The celebrated wine-growing terroir of Bordeaux and Napa Valley are the places most associated with the “grande dame” of red wine grapes – Cabernet Sauvignon. Although half a world away from each other, both regions cultivate and promote this storied grape with a combination of viticultural expertise and marketing savvy.
So, with demand comes a plethora of plantings, which in turn, produce high yields – and unfortunately, some bulk juice: Lower-end Bordeaux and Napa Cabs are uninspiring. What about changing the location – even slightly? Would that help achieve value? It just might work.
“The vigorous nature of Cabernet Sauvignon [allows it to] thrive in a multitude of environments and climates,” says Michael Taylor, Wine Director at Italian Village in Chicago’s Loop. “It picks up the individual terroirs from the different soils and produces a stylistically different wine from Napa or Bordeaux. Personally, I find that very exciting.”
Below are a couple of Cabernet sleepers. They aren’t trying to produce the next “bottle shock,” but are still focused on elevated quality – without, of course, an excessively elevated price:
Casa Silva Cabernet Sauvignon Reserva 2008: From the Colchagua Valley of Chile, this is a standout for the price ($9 at Binny’s), and has potent aromas of dark cherry and subtle aspects of pipe tobacco. Flavors are of intense, dark fruit – but structure reins them in nicely. Pleasant tannins mark the finish. Great wine to serve with a strip-loin roast and buttered, boiled potatoes.

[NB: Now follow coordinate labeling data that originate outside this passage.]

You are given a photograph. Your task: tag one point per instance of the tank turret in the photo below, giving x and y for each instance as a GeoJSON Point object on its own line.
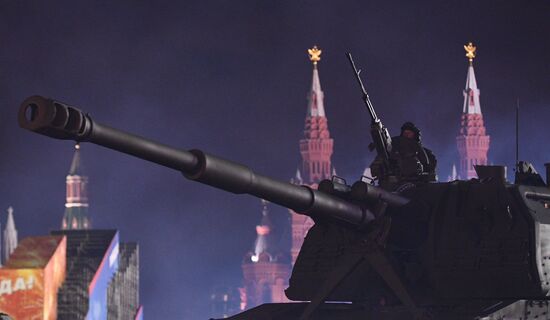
{"type": "Point", "coordinates": [455, 250]}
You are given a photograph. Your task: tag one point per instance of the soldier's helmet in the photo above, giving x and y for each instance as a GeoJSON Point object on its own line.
{"type": "Point", "coordinates": [410, 126]}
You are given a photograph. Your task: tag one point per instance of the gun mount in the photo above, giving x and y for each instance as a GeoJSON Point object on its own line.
{"type": "Point", "coordinates": [455, 250]}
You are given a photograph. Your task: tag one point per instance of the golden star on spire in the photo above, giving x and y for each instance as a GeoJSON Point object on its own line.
{"type": "Point", "coordinates": [470, 51]}
{"type": "Point", "coordinates": [314, 55]}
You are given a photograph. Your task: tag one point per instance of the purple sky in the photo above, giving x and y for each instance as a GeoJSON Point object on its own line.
{"type": "Point", "coordinates": [231, 77]}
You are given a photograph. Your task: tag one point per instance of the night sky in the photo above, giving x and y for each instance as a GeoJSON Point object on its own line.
{"type": "Point", "coordinates": [231, 78]}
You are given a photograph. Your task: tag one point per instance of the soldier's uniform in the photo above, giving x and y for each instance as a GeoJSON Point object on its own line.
{"type": "Point", "coordinates": [409, 161]}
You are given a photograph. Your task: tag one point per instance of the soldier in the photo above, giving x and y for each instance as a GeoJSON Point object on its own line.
{"type": "Point", "coordinates": [409, 161]}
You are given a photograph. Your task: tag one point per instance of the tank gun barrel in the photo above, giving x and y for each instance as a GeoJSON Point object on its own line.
{"type": "Point", "coordinates": [59, 120]}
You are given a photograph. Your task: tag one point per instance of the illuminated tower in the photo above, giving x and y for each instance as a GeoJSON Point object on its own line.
{"type": "Point", "coordinates": [316, 150]}
{"type": "Point", "coordinates": [472, 141]}
{"type": "Point", "coordinates": [10, 236]}
{"type": "Point", "coordinates": [265, 272]}
{"type": "Point", "coordinates": [76, 205]}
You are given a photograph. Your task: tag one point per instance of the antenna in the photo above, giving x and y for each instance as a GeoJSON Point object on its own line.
{"type": "Point", "coordinates": [517, 134]}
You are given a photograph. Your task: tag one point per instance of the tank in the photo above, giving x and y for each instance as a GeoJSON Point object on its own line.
{"type": "Point", "coordinates": [456, 250]}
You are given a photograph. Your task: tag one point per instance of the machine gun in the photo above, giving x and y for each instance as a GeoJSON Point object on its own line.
{"type": "Point", "coordinates": [381, 139]}
{"type": "Point", "coordinates": [455, 250]}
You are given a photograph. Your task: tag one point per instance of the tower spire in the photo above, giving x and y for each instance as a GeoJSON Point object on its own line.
{"type": "Point", "coordinates": [315, 148]}
{"type": "Point", "coordinates": [76, 205]}
{"type": "Point", "coordinates": [472, 140]}
{"type": "Point", "coordinates": [10, 236]}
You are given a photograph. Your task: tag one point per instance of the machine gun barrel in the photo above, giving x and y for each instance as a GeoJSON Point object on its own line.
{"type": "Point", "coordinates": [59, 120]}
{"type": "Point", "coordinates": [366, 98]}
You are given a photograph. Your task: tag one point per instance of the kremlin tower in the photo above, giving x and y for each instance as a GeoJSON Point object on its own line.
{"type": "Point", "coordinates": [76, 205]}
{"type": "Point", "coordinates": [472, 140]}
{"type": "Point", "coordinates": [316, 151]}
{"type": "Point", "coordinates": [9, 236]}
{"type": "Point", "coordinates": [265, 272]}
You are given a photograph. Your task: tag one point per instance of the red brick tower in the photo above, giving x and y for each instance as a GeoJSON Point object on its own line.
{"type": "Point", "coordinates": [316, 151]}
{"type": "Point", "coordinates": [472, 140]}
{"type": "Point", "coordinates": [265, 272]}
{"type": "Point", "coordinates": [76, 205]}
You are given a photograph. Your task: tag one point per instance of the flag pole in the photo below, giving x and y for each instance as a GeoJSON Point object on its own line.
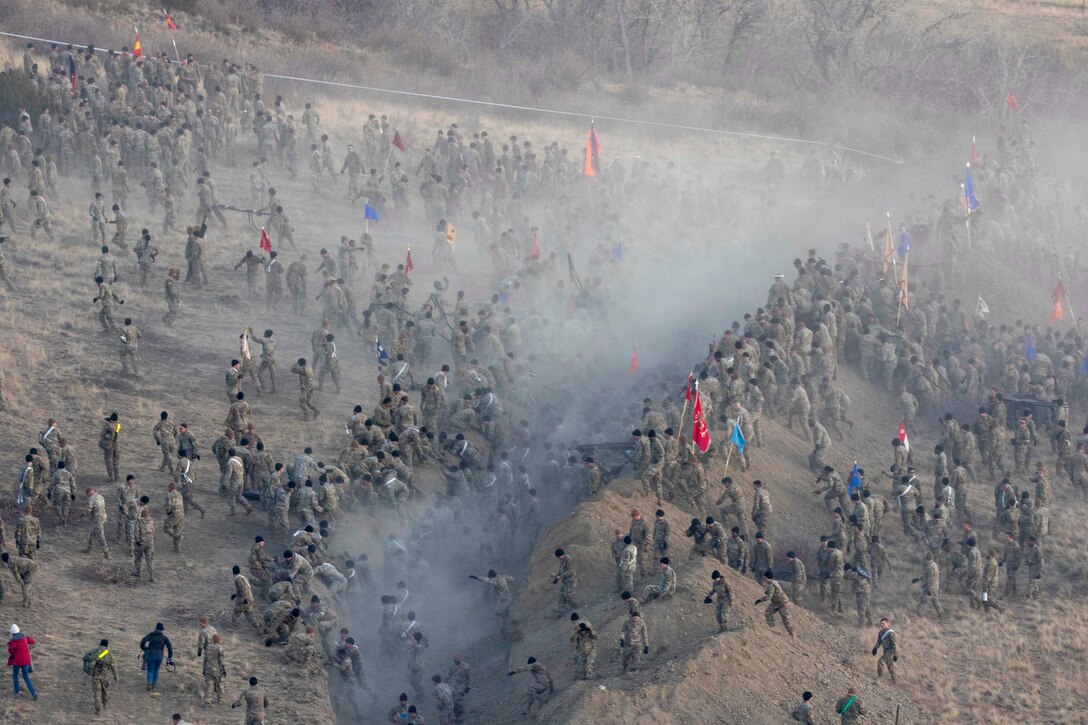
{"type": "Point", "coordinates": [891, 243]}
{"type": "Point", "coordinates": [176, 54]}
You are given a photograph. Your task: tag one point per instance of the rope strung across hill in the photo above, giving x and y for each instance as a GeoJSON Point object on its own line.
{"type": "Point", "coordinates": [515, 107]}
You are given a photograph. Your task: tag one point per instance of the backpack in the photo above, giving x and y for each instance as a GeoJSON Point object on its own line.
{"type": "Point", "coordinates": [88, 662]}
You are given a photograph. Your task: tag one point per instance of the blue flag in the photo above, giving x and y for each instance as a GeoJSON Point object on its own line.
{"type": "Point", "coordinates": [855, 480]}
{"type": "Point", "coordinates": [968, 192]}
{"type": "Point", "coordinates": [738, 438]}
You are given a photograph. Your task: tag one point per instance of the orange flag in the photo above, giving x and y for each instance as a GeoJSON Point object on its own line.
{"type": "Point", "coordinates": [1056, 309]}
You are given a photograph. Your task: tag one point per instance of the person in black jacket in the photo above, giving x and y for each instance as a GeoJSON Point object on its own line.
{"type": "Point", "coordinates": [152, 644]}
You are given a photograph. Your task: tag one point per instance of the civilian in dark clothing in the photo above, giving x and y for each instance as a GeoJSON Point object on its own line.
{"type": "Point", "coordinates": [152, 646]}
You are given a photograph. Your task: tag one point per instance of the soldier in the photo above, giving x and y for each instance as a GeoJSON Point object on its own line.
{"type": "Point", "coordinates": [256, 700]}
{"type": "Point", "coordinates": [165, 437]}
{"type": "Point", "coordinates": [566, 577]}
{"type": "Point", "coordinates": [100, 667]}
{"type": "Point", "coordinates": [863, 592]}
{"type": "Point", "coordinates": [175, 516]}
{"type": "Point", "coordinates": [836, 567]}
{"type": "Point", "coordinates": [1034, 560]}
{"type": "Point", "coordinates": [850, 708]}
{"type": "Point", "coordinates": [539, 689]}
{"type": "Point", "coordinates": [634, 642]}
{"type": "Point", "coordinates": [778, 602]}
{"type": "Point", "coordinates": [213, 670]}
{"type": "Point", "coordinates": [666, 586]}
{"type": "Point", "coordinates": [887, 642]}
{"type": "Point", "coordinates": [721, 597]}
{"type": "Point", "coordinates": [989, 582]}
{"type": "Point", "coordinates": [171, 295]}
{"type": "Point", "coordinates": [96, 511]}
{"type": "Point", "coordinates": [799, 578]}
{"type": "Point", "coordinates": [305, 373]}
{"type": "Point", "coordinates": [268, 359]}
{"type": "Point", "coordinates": [584, 640]}
{"type": "Point", "coordinates": [109, 441]}
{"type": "Point", "coordinates": [62, 492]}
{"type": "Point", "coordinates": [627, 566]}
{"type": "Point", "coordinates": [503, 601]}
{"type": "Point", "coordinates": [1011, 560]}
{"type": "Point", "coordinates": [28, 533]}
{"type": "Point", "coordinates": [930, 587]}
{"type": "Point", "coordinates": [22, 568]}
{"type": "Point", "coordinates": [144, 540]}
{"type": "Point", "coordinates": [243, 599]}
{"type": "Point", "coordinates": [763, 556]}
{"type": "Point", "coordinates": [761, 506]}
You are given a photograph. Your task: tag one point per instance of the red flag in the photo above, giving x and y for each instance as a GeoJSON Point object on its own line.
{"type": "Point", "coordinates": [1056, 310]}
{"type": "Point", "coordinates": [700, 433]}
{"type": "Point", "coordinates": [592, 152]}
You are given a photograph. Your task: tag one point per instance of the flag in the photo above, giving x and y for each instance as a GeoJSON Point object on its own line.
{"type": "Point", "coordinates": [592, 152]}
{"type": "Point", "coordinates": [738, 438]}
{"type": "Point", "coordinates": [855, 480]}
{"type": "Point", "coordinates": [700, 433]}
{"type": "Point", "coordinates": [968, 192]}
{"type": "Point", "coordinates": [902, 437]}
{"type": "Point", "coordinates": [904, 242]}
{"type": "Point", "coordinates": [904, 284]}
{"type": "Point", "coordinates": [1056, 309]}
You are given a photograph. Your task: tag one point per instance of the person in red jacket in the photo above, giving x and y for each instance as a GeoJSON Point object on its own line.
{"type": "Point", "coordinates": [19, 660]}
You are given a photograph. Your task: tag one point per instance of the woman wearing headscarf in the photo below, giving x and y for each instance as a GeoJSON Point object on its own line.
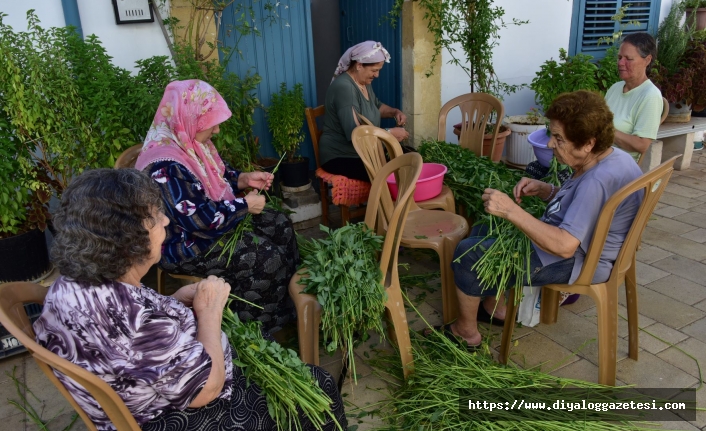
{"type": "Point", "coordinates": [200, 194]}
{"type": "Point", "coordinates": [349, 95]}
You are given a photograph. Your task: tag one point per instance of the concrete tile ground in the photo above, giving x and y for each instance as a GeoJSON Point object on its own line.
{"type": "Point", "coordinates": [672, 303]}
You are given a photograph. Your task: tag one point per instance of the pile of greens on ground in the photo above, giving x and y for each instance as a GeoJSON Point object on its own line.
{"type": "Point", "coordinates": [285, 380]}
{"type": "Point", "coordinates": [343, 272]}
{"type": "Point", "coordinates": [429, 398]}
{"type": "Point", "coordinates": [468, 176]}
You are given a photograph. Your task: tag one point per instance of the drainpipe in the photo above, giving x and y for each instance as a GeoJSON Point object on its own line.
{"type": "Point", "coordinates": [71, 15]}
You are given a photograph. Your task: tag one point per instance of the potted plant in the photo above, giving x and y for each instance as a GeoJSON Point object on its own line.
{"type": "Point", "coordinates": [673, 73]}
{"type": "Point", "coordinates": [285, 118]}
{"type": "Point", "coordinates": [695, 13]}
{"type": "Point", "coordinates": [518, 149]}
{"type": "Point", "coordinates": [566, 75]}
{"type": "Point", "coordinates": [23, 214]}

Foxglove Cabernet Sauvignon 2007: A Californian, but from Paso Robles – a region still emerging when compared with Napa Valley. It’s all black fruit and intriguing elements of sweet spice. Medium- to full-bodied, it can be enjoyed now, or even aged a couple of years. Serve with roasted or grilled beef, accompanied by white/wild rice or home fries. It’s $11 at Wine Discount Center.